Jonathan Vaughters' puffed up eye
Vaughters suffers from an allergy to wasp stings
Jonathan Vaughters gave up the prospect of a career as a doctor for life as a professional cyclist.

But his experiences on the roads of the Tour de France have left him with plenty of case studies should he return to medical training.

In 1999, he crashed in the first week and last year he managed to get to the second before a repeat.

It would have been the first Tour de France that I finished - it's been a dream of mine since I was 15 years old
  Jonathan Vaughters

When Vaughters reached Monday's second rest day of this year's Tour, its third week, he had cause for some celebration and relaxation.

Surely nothing could go wrong now?

Wrong. The combination of a rogue southern French wasp and cycling's strict doping rules meant Vaughters' third week of the Tour lasted just 10km.

The insect made its impact during a training ride on the rest day, something riders must do to keep their legs from seizing up during a three-week race.

He was unable to treat the sting because it would have required a kind of cortisone injection that is banned by anti-doping rules.

Photographs of the climber from Denver, Colorado, make it clear why he could not go on.

Vaughters' closed eye
Vaughters' eye gave him no chance of continuing

"If you can't see where you're going in a bike race it's not safe," said the Credit Agricole rider.

"It's very disappointing. I've had some horrible luck in the Tour before."

That is understatement in the extreme.

In 1999 Vaughters arrived with great form and for what appeared a key role in the US Postal team of eventual winner Lance Armstrong.

He never got near the mountains in that Tour, let alone Armstrong's victory party.

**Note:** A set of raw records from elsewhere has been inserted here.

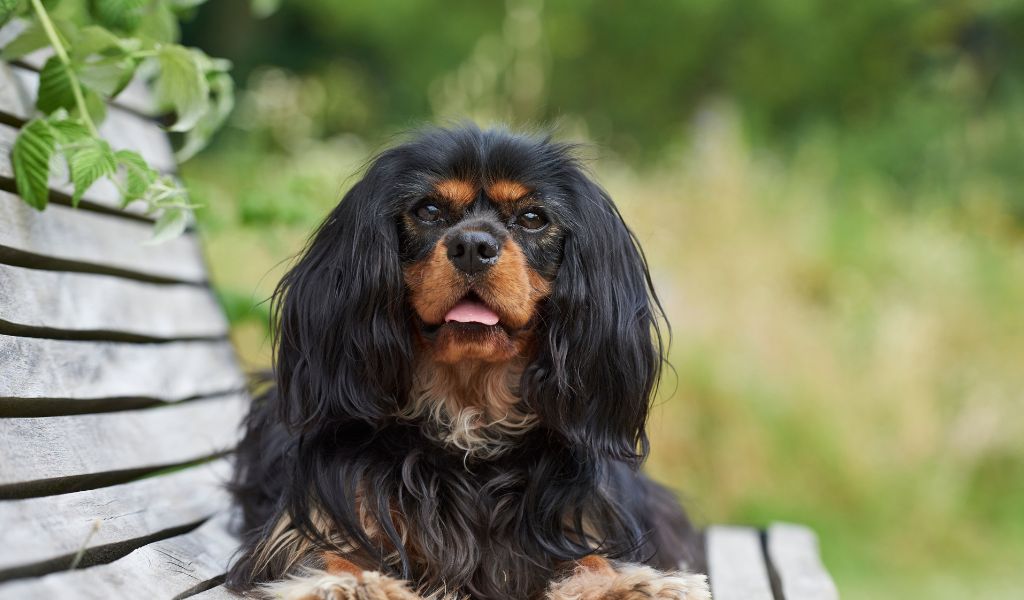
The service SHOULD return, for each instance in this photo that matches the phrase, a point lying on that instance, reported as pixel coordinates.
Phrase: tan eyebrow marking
(506, 190)
(456, 190)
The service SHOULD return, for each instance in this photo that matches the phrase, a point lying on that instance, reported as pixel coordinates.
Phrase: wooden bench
(120, 399)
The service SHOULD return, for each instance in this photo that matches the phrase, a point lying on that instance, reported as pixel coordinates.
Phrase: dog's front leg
(594, 577)
(339, 580)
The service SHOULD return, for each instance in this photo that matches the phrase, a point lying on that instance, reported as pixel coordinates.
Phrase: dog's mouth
(469, 314)
(470, 309)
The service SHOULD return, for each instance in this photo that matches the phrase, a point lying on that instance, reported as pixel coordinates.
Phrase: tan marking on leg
(318, 585)
(596, 563)
(434, 285)
(506, 190)
(513, 289)
(336, 565)
(629, 582)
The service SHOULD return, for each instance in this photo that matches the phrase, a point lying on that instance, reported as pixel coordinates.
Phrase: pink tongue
(469, 311)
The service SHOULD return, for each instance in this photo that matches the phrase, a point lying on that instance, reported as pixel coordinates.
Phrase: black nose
(473, 251)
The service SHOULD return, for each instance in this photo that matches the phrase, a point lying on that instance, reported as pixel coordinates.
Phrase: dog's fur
(407, 456)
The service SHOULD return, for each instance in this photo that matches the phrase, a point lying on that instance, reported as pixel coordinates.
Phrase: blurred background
(830, 197)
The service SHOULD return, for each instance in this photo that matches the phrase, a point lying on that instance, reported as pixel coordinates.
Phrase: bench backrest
(120, 393)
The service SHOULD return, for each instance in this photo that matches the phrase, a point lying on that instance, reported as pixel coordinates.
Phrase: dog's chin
(458, 342)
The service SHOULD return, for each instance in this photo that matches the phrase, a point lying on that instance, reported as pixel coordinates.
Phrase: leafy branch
(99, 46)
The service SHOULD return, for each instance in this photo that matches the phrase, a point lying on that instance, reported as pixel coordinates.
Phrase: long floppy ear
(342, 345)
(600, 357)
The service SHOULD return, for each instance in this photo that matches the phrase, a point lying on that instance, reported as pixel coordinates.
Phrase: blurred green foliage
(829, 196)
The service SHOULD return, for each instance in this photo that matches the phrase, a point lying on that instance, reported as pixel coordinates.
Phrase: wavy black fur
(495, 528)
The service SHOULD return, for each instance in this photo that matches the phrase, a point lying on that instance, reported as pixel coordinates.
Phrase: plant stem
(51, 34)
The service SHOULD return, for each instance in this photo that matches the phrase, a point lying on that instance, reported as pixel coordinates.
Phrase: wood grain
(38, 453)
(39, 300)
(44, 533)
(794, 553)
(67, 240)
(736, 565)
(174, 567)
(77, 370)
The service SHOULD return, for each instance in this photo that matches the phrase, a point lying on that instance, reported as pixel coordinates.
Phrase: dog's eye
(531, 219)
(428, 213)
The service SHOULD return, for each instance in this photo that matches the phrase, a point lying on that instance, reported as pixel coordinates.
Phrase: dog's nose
(473, 251)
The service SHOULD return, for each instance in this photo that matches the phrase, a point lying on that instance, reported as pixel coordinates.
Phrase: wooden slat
(13, 100)
(36, 368)
(168, 568)
(793, 551)
(42, 534)
(80, 302)
(37, 453)
(68, 240)
(736, 565)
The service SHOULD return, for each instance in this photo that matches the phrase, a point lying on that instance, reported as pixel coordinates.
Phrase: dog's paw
(324, 586)
(630, 583)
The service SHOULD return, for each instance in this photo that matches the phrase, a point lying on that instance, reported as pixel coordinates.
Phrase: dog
(465, 356)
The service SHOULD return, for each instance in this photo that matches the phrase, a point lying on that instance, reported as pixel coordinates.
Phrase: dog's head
(466, 247)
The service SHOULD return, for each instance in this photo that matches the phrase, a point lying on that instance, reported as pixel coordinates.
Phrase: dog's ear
(342, 345)
(600, 355)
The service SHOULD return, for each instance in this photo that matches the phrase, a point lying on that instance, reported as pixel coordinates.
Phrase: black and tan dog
(465, 355)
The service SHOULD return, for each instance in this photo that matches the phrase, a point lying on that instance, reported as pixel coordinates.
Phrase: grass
(840, 359)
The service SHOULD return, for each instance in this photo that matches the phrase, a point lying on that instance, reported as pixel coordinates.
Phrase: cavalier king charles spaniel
(465, 356)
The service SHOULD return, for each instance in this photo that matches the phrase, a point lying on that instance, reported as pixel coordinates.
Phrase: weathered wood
(43, 534)
(39, 300)
(84, 241)
(13, 100)
(735, 563)
(46, 454)
(77, 370)
(169, 568)
(793, 551)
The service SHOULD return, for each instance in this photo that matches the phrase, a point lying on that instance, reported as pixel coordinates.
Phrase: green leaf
(54, 87)
(95, 104)
(89, 161)
(7, 8)
(181, 85)
(222, 88)
(264, 8)
(170, 224)
(32, 39)
(160, 25)
(107, 76)
(138, 174)
(123, 15)
(69, 131)
(31, 160)
(93, 40)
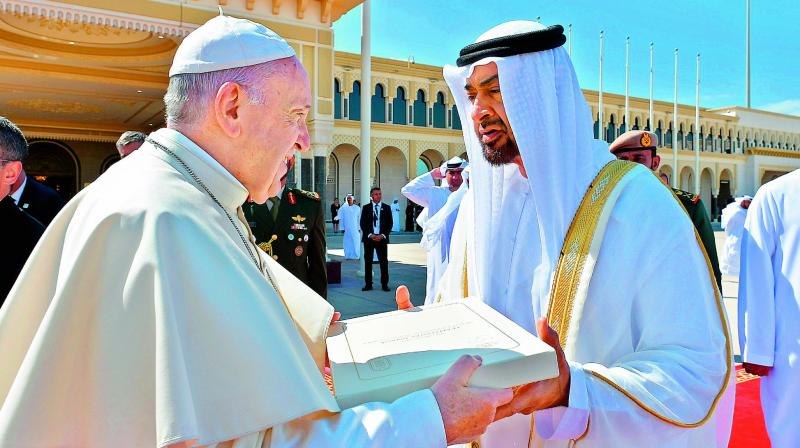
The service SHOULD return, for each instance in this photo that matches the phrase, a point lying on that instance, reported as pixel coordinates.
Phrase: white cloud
(789, 107)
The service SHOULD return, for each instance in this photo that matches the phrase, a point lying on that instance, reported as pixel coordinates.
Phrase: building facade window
(379, 105)
(456, 118)
(355, 102)
(420, 113)
(439, 110)
(337, 99)
(399, 115)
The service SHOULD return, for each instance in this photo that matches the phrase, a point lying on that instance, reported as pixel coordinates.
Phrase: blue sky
(433, 31)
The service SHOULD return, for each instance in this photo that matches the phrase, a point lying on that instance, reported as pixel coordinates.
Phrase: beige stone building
(77, 73)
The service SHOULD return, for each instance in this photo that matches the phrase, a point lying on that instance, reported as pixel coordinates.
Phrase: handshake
(467, 411)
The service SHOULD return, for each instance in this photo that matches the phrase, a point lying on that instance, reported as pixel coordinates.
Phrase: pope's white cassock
(349, 217)
(647, 339)
(141, 320)
(769, 302)
(732, 221)
(436, 238)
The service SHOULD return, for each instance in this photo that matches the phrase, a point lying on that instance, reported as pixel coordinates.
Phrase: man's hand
(403, 298)
(466, 411)
(756, 369)
(541, 394)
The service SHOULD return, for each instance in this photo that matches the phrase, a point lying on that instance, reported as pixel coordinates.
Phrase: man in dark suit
(291, 229)
(36, 199)
(20, 230)
(376, 224)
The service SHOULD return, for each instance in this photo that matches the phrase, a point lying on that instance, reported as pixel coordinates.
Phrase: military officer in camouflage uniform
(640, 147)
(291, 229)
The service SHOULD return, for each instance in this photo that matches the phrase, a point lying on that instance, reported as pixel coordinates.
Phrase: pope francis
(147, 316)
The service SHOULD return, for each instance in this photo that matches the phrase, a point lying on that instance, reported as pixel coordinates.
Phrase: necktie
(274, 210)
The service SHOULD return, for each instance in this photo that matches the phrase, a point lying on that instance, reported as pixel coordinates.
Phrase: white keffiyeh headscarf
(553, 127)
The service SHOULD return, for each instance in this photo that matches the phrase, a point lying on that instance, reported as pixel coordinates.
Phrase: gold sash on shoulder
(576, 264)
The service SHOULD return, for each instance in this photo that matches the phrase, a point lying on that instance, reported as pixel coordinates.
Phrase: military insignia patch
(646, 141)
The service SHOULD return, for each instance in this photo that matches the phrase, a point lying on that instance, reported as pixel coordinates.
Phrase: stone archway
(665, 170)
(55, 165)
(340, 173)
(686, 179)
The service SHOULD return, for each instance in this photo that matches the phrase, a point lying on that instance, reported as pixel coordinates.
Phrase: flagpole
(600, 126)
(366, 111)
(627, 79)
(747, 56)
(570, 40)
(697, 135)
(675, 128)
(650, 115)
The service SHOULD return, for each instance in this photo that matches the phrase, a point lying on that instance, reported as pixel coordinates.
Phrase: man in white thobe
(769, 303)
(349, 217)
(732, 220)
(424, 191)
(395, 215)
(148, 317)
(646, 356)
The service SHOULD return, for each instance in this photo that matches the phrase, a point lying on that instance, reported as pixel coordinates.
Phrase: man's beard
(503, 150)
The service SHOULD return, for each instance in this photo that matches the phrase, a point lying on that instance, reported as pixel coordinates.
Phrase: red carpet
(748, 420)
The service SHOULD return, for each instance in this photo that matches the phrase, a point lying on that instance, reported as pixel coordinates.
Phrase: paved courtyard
(407, 267)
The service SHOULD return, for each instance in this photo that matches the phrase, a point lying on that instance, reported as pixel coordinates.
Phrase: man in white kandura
(436, 240)
(733, 216)
(148, 317)
(395, 206)
(769, 303)
(350, 218)
(646, 355)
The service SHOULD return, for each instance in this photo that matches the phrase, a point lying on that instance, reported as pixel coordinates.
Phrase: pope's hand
(403, 298)
(756, 369)
(541, 394)
(466, 411)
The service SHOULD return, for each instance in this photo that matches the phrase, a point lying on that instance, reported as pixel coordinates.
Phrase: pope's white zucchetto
(227, 42)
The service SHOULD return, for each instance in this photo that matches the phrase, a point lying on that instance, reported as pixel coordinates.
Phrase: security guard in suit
(640, 147)
(291, 229)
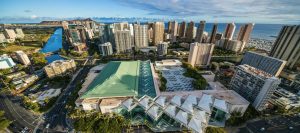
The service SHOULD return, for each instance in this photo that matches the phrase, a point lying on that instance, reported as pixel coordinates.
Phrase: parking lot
(176, 81)
(281, 124)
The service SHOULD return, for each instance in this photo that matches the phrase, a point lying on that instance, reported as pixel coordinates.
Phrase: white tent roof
(187, 106)
(182, 117)
(161, 101)
(171, 110)
(129, 104)
(155, 112)
(201, 115)
(176, 100)
(221, 104)
(195, 124)
(145, 102)
(192, 99)
(205, 103)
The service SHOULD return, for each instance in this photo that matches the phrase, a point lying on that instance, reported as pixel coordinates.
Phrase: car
(48, 125)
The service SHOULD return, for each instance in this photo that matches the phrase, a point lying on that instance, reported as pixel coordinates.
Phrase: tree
(4, 123)
(39, 59)
(214, 130)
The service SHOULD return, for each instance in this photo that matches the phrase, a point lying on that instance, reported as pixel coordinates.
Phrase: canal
(53, 44)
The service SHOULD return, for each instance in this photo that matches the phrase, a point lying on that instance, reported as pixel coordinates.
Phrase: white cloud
(268, 10)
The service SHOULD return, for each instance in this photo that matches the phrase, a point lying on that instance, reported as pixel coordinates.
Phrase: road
(20, 116)
(56, 116)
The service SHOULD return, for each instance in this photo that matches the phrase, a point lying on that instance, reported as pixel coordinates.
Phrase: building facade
(214, 30)
(158, 32)
(59, 68)
(200, 31)
(229, 31)
(105, 49)
(200, 54)
(22, 57)
(286, 46)
(6, 62)
(140, 36)
(123, 42)
(189, 32)
(254, 85)
(265, 63)
(162, 48)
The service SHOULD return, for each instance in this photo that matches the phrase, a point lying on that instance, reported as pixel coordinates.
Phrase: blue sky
(258, 11)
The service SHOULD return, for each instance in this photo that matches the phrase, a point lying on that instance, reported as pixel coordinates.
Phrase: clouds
(267, 10)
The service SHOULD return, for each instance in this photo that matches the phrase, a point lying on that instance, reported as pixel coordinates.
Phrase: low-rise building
(170, 62)
(19, 33)
(255, 85)
(48, 94)
(22, 57)
(162, 48)
(6, 62)
(59, 67)
(105, 49)
(286, 99)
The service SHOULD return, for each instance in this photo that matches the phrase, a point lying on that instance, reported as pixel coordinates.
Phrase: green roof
(117, 79)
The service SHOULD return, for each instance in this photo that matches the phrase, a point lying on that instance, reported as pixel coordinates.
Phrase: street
(55, 118)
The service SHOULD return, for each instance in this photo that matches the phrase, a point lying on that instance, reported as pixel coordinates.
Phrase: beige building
(200, 31)
(200, 54)
(190, 32)
(59, 67)
(229, 31)
(182, 29)
(287, 46)
(123, 42)
(19, 33)
(140, 36)
(245, 32)
(173, 31)
(22, 57)
(158, 32)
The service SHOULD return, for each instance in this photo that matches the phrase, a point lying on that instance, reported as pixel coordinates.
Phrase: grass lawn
(13, 48)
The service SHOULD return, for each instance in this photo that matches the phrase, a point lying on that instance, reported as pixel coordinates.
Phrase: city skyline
(281, 12)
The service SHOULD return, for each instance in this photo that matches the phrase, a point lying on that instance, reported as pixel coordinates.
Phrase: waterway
(53, 44)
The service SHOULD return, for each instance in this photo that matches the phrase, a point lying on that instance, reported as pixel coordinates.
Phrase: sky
(240, 11)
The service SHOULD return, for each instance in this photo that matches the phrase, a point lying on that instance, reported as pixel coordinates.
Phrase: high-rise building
(162, 48)
(22, 57)
(287, 46)
(213, 33)
(123, 42)
(6, 62)
(121, 26)
(219, 36)
(158, 32)
(189, 32)
(229, 31)
(265, 63)
(105, 49)
(10, 35)
(254, 85)
(2, 38)
(200, 31)
(245, 32)
(182, 29)
(19, 33)
(200, 54)
(59, 67)
(140, 36)
(173, 31)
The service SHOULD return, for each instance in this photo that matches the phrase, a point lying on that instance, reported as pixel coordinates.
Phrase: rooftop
(117, 79)
(122, 79)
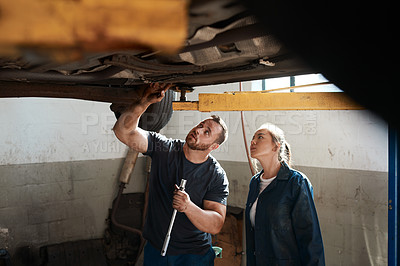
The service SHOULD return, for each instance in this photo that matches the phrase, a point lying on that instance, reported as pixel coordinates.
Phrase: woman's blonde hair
(278, 137)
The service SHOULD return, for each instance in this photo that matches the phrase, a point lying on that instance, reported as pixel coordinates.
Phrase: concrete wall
(59, 165)
(59, 169)
(344, 154)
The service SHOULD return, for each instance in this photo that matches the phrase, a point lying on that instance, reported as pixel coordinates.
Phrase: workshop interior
(72, 194)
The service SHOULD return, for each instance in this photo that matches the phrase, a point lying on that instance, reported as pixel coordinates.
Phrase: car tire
(158, 114)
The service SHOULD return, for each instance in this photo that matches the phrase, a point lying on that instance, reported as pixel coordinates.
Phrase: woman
(281, 221)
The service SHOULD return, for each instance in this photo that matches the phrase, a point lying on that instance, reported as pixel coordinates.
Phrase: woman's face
(262, 145)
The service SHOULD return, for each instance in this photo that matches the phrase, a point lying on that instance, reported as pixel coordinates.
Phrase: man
(201, 207)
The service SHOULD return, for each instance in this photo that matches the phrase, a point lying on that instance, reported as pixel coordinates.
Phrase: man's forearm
(209, 221)
(127, 131)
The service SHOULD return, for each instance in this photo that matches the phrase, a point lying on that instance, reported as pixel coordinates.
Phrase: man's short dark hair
(223, 136)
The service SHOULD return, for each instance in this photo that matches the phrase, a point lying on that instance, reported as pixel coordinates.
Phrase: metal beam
(261, 101)
(393, 204)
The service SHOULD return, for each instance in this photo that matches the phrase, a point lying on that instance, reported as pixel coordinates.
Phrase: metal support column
(394, 171)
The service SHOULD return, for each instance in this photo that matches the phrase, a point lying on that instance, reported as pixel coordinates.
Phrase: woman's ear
(277, 147)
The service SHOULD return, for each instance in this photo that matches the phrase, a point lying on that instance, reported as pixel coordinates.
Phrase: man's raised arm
(126, 128)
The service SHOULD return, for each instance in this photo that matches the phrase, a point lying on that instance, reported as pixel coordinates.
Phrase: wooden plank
(243, 101)
(92, 25)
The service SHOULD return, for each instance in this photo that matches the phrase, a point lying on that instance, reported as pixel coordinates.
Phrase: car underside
(226, 41)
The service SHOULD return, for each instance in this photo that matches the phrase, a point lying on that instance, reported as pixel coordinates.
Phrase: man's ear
(214, 146)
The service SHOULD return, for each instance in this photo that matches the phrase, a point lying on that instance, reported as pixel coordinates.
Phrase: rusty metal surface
(66, 29)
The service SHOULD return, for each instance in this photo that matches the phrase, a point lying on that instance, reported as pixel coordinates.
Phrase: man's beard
(198, 147)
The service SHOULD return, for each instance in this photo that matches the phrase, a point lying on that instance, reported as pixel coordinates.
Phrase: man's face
(204, 135)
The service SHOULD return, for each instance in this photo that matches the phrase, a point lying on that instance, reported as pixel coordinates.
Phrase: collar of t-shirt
(265, 182)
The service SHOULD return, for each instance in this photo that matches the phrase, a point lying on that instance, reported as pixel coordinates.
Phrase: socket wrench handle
(171, 223)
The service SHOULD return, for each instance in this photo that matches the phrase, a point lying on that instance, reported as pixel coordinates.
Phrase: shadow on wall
(352, 210)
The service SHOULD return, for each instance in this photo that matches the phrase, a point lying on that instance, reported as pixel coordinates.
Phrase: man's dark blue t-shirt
(205, 181)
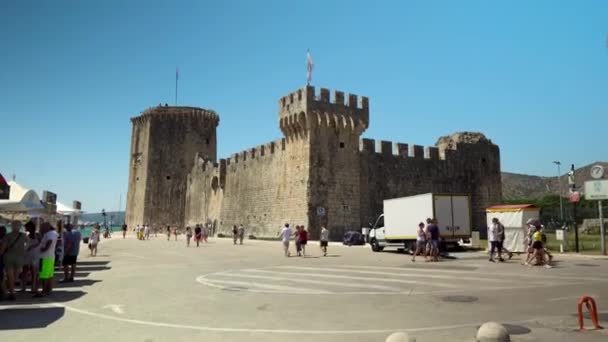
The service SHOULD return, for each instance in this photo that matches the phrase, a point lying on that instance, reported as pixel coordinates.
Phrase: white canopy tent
(21, 201)
(513, 218)
(64, 210)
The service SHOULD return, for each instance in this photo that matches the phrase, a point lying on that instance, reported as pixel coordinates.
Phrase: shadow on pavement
(92, 263)
(26, 298)
(76, 283)
(30, 318)
(90, 268)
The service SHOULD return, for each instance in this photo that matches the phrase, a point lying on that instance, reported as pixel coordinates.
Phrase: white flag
(309, 66)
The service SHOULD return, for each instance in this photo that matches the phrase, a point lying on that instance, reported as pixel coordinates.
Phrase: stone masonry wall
(266, 187)
(395, 170)
(174, 136)
(138, 171)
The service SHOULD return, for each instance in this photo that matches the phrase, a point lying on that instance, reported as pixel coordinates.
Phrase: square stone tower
(331, 128)
(164, 140)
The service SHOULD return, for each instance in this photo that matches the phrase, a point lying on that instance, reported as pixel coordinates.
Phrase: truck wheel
(376, 246)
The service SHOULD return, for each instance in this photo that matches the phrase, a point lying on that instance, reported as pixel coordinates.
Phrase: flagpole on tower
(176, 78)
(309, 67)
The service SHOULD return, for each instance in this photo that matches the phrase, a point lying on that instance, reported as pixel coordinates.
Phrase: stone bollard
(400, 337)
(492, 332)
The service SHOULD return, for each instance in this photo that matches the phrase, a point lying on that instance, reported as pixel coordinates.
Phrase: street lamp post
(103, 213)
(559, 190)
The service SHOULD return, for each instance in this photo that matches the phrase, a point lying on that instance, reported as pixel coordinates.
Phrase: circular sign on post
(597, 171)
(574, 196)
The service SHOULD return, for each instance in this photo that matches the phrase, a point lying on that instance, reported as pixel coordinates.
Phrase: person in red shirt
(303, 238)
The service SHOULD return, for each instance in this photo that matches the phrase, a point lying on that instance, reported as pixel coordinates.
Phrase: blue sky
(531, 75)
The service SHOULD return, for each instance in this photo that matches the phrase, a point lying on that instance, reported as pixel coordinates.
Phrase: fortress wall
(266, 187)
(391, 170)
(138, 167)
(176, 140)
(334, 181)
(205, 192)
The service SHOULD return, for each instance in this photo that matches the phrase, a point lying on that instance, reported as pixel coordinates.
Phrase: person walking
(47, 258)
(12, 249)
(303, 238)
(420, 242)
(434, 236)
(94, 240)
(494, 238)
(324, 240)
(285, 235)
(296, 236)
(241, 233)
(198, 234)
(71, 243)
(235, 234)
(32, 257)
(205, 233)
(501, 239)
(188, 236)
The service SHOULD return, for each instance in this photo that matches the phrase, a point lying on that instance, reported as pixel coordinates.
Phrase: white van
(396, 227)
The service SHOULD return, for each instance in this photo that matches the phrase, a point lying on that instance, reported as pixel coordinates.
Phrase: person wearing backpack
(12, 249)
(501, 239)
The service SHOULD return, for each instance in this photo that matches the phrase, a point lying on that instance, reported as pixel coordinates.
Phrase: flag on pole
(309, 67)
(176, 78)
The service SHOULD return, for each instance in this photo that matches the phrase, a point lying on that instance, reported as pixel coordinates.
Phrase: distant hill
(118, 219)
(518, 186)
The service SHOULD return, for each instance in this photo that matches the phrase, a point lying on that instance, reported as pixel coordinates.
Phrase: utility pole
(574, 198)
(560, 192)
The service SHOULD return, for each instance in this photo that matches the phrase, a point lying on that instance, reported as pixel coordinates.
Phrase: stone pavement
(161, 291)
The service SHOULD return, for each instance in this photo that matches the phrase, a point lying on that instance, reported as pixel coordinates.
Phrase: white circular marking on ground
(270, 331)
(350, 280)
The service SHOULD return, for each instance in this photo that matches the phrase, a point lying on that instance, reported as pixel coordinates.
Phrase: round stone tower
(164, 143)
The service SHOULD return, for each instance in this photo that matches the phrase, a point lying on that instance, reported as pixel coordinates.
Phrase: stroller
(353, 238)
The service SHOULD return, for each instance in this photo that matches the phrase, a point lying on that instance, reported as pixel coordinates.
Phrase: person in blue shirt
(71, 240)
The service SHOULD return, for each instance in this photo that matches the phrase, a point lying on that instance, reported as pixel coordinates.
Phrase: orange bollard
(592, 308)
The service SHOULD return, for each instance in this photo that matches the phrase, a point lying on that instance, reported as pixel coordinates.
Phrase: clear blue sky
(531, 75)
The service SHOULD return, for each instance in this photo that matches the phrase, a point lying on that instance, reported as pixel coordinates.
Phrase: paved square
(162, 291)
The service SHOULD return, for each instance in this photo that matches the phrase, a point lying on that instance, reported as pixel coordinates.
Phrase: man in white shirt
(324, 240)
(494, 234)
(47, 258)
(285, 235)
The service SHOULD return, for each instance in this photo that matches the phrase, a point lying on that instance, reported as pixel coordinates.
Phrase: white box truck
(396, 227)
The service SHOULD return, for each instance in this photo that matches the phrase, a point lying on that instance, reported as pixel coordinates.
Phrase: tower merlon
(431, 153)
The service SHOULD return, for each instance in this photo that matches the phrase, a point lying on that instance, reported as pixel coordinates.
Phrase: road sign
(596, 189)
(574, 196)
(597, 171)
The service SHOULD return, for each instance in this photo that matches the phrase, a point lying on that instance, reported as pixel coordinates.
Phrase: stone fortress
(319, 173)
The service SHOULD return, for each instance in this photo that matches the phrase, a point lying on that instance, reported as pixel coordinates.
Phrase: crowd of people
(301, 239)
(31, 257)
(427, 240)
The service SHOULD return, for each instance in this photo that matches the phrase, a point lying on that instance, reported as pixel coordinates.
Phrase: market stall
(513, 217)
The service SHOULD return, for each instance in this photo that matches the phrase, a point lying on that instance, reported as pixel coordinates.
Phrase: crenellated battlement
(180, 112)
(305, 109)
(258, 152)
(401, 150)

A crash on the Passage de Gois causeway on the second stage ultimately helped Armstrong, delaying runner-up Alex Zülle by six minutes.

But it did not seem that way at the time with Vaughters suffering a fractured chin on the slippery seaside road.

Last year Vaughters joined Credit Agricole and stayed out of trouble in the Tour's first week.

He reached his favourite arena of the mountains ready to make an impact but on the first stage in the Pyrenees had another spill and suffered concussion.

The Tour dream was put on hold until this year, when his speciality, a mountain time trial, was put into the route.

His finish in the stage to Chamrousse, 21st place, was perhaps a relative disappointment but at least he was still in the race.

That was until the wasp made its unscheduled intervention.

Vaughters was left with three options after the sting:

  • Attempt to ride with the sight of one eye
  • Stop the race and take the cortisone to relieve the symptoms
  • Take the substance and risk a drugs test
He chose the middle option and went on to accuse the doping regulations of being "unrealistic" and "over the top".

Fellow riders reacted with disbelief at the circumstances under which Vaughters was forced to abandon.

"It's ridiculous," said Jens Voigt, a Credit Agricole team mate who won Wednesday's stage.

"It's hard to understand. He didn't want to cheat - he just wanted to go to Paris," Voigt told reporters after his stage win.

Urgent conditions

Frederic Bessy, another of Vaughters' Credit Agricole team mates, said doctors with the UCI should be allowed to bend the rules in urgent conditions.

"Jonathan spent two weeks with us and it's a major disappointment for him and the whole team that he was unable to finish.

"The anti-doping laws are very strict and it's for the good of everyone. But there are some specific points that should be reviewed."